Monday, March 4th, 2013

By Luke Panzar, Sedgwick San Francisco

In National Union Fire Ins. Co. of Pittsburgh v. Seagate Technology, Inc., Case No. C 04-01593, the District Court for the Northern District of California ruled that an insurer was not in violation of its duty to defend where it stopped defending its insured following a trial court’s ruling absolving it of its duty to do so, even though the victory was later overturned on appeal.  In what was an issue of first impression, the District Court’s decision gives insurers the right to halt defense payments in reliance on a final judgment while an appeal is pending, without fear of claims alleging breach of contract or bad faith.

In 2000, a lawsuit was filed against Seagate which triggered National Union’s duty to defend.  In 2004, National Union filed a declaratory action in the Northern District of California seeking a judgment that it had no obligation to defend the action brought against Seagate.  After another six years of litigation in both the underlying action and the coverage suit, the District Court held that while the insurers’ duty to defend began on November 1, 2000, it ended on July 18, 2007.  Thereafter National Union stopped paying Seagate’s defense costs.

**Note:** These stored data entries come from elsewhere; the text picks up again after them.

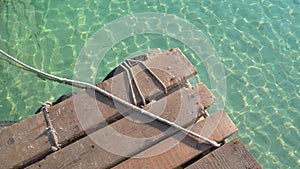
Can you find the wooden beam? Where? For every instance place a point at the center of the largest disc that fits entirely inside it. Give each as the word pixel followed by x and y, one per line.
pixel 27 141
pixel 232 155
pixel 185 150
pixel 108 146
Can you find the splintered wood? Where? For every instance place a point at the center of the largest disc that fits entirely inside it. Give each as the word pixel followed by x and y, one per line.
pixel 95 131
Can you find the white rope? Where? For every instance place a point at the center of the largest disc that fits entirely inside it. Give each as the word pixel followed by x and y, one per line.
pixel 90 86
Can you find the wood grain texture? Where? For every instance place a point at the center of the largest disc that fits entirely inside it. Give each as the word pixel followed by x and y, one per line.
pixel 184 150
pixel 86 111
pixel 232 155
pixel 110 145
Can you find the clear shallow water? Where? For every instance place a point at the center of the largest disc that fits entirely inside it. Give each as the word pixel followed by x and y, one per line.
pixel 257 42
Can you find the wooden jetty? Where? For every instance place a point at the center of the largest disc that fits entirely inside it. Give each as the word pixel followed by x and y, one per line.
pixel 77 132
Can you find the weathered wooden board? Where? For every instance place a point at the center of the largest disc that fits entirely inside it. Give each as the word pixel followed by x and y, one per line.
pixel 232 155
pixel 28 140
pixel 94 151
pixel 216 127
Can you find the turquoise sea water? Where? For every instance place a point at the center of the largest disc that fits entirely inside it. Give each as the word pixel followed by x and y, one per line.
pixel 257 42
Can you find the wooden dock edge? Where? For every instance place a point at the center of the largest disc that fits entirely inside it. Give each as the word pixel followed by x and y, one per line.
pixel 177 104
pixel 29 138
pixel 232 155
pixel 185 150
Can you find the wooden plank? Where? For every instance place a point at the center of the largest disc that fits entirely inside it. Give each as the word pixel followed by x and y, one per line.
pixel 232 155
pixel 188 148
pixel 87 153
pixel 29 138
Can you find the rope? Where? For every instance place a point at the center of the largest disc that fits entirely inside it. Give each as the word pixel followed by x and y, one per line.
pixel 90 86
pixel 52 135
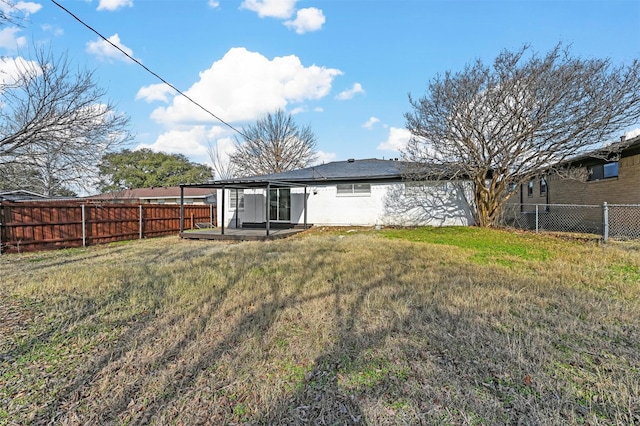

On appeal it was held that National Union’s duty to defend did not in fact terminate in 2007.  Seagate then argued that by relying on the trial court’s ruling National Union was in breach of its contractual duty to defend it.  Seagate sought fees and prejudgment interest in excess of $20 million.

The District Court noted that the duty to defend typically terminates upon a judicial determination that the insured does not have a potentially-covered claim.  The court then acknowledged that a favorable summary judgment order is just such a determination.  While acknowledging that the losing party has a right to appeal, the court, citing Maness v. Meyers, 419 U.S. 449, 458 (1975), reasoned that, absent a stay, the losing party must comply with the order pending appeal.  Because Seagate did not seek a stay, National Union did not act wrongfully in relying on the District Court’s final judgment.  To hold National Union in breach of contract for relying on a Rule 54(b) final judgment would serve to convert that judgment into one that is merely provisional.